金沢大学では6月15日、ニコラス・バーカー氏(同大がん進展制御研究所上皮幹細胞研究分野リサーチプロフェッサー)の研究グループと、A-STAR研究所(シンガポール)との共同研究によって、傷ついた胃の修復・再生に必要な組織幹細胞を発見し、これらの幹細胞でがん遺伝子が働くために胃がんが発生するというメカニズムを突き止めたと発表した。
同研究成果は「Nature Cell Biology」(電子版)に掲載されている。
今回、同研究グループでは、大腸、小腸、子宮など、複数の組織の幹細胞で発現する「Lgr5」遺伝子に着目。この「Lgr5」遺伝子が発現する細胞(『Lgr5陽性細胞』)を、緑色蛍光タンパク質を用いて可視化できるようなモデルマウスを作成し、そのモデルマウスによって詳細を解析したところ、胃体部にも『Lgr5陽性細胞』が存在していることが分かったという。
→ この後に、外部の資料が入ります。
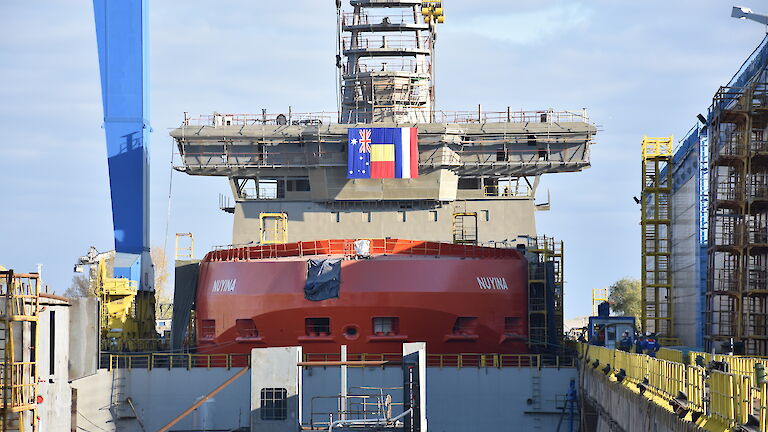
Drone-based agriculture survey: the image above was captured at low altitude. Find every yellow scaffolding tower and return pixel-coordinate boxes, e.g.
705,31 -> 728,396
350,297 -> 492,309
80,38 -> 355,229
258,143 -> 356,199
640,137 -> 674,345
592,288 -> 610,316
0,270 -> 40,432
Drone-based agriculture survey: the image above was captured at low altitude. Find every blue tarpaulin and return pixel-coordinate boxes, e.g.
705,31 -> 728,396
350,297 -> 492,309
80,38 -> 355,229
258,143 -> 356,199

これらの『Lgr5陽性細胞』は、傷害が起こった時に「Wntシグナル」という発がんにも関連するタンパク質のネットワークに依存して盛んに分裂。胃組織を形作る全ての細胞を産み出しており、傷ついた胃を修復する役割を担うことが判明した。
一方で、これらの幹細胞を除去すると、胃の組織構造はうまく再生されず、また、これらの『Lgr5陽性幹細胞』において、がん遺伝子を働かせると胃がんが発生することも分かったという。
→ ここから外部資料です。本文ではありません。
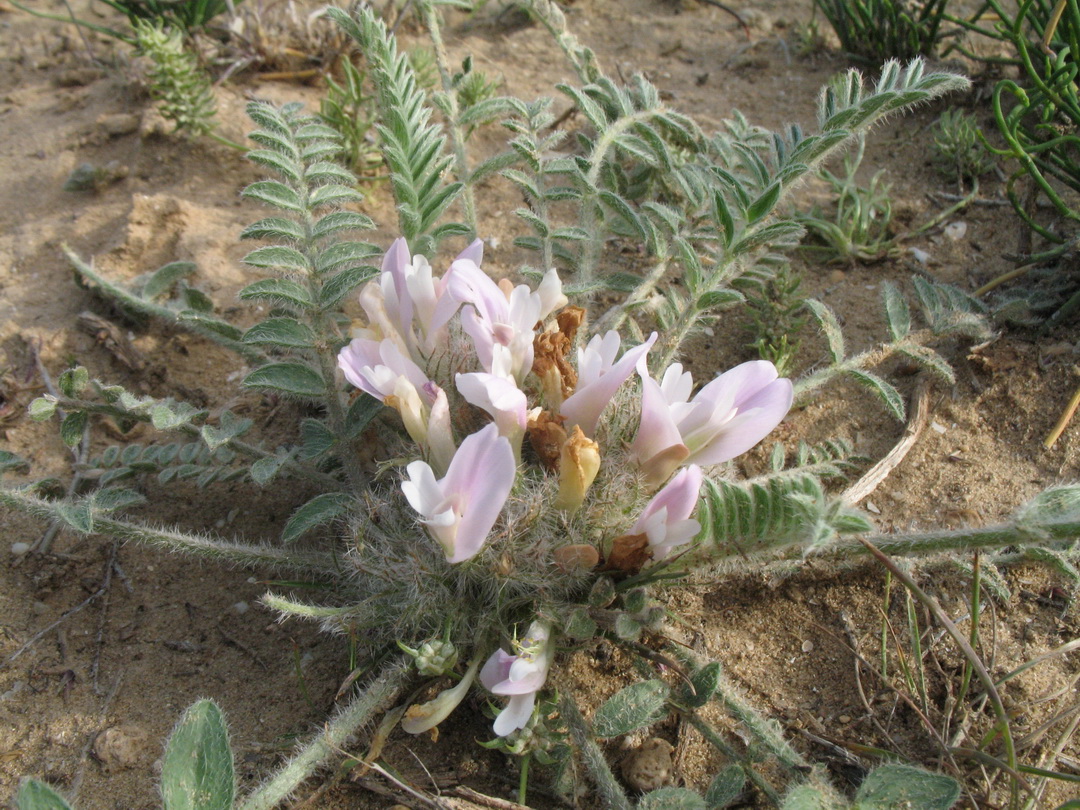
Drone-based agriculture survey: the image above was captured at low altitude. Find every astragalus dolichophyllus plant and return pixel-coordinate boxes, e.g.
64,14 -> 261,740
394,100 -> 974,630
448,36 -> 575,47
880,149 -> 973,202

ヒトの胃がんでは、実際に「Lgr5遺伝子」が発現することが分かっている。今回の研究成果からは、傷ついた胃を修復・再生するのに必要な組織幹細胞『Lgr5陽性細胞』が、一歩間違うと発がんの原因となる「がん幹細胞」に変化してしまうことを示唆するものだ。
同研究グループでは、今回の研究を発展させて、胃がんの根本的な治療法や効果的な抗がん剤の開発につなげることに期待したいとしている。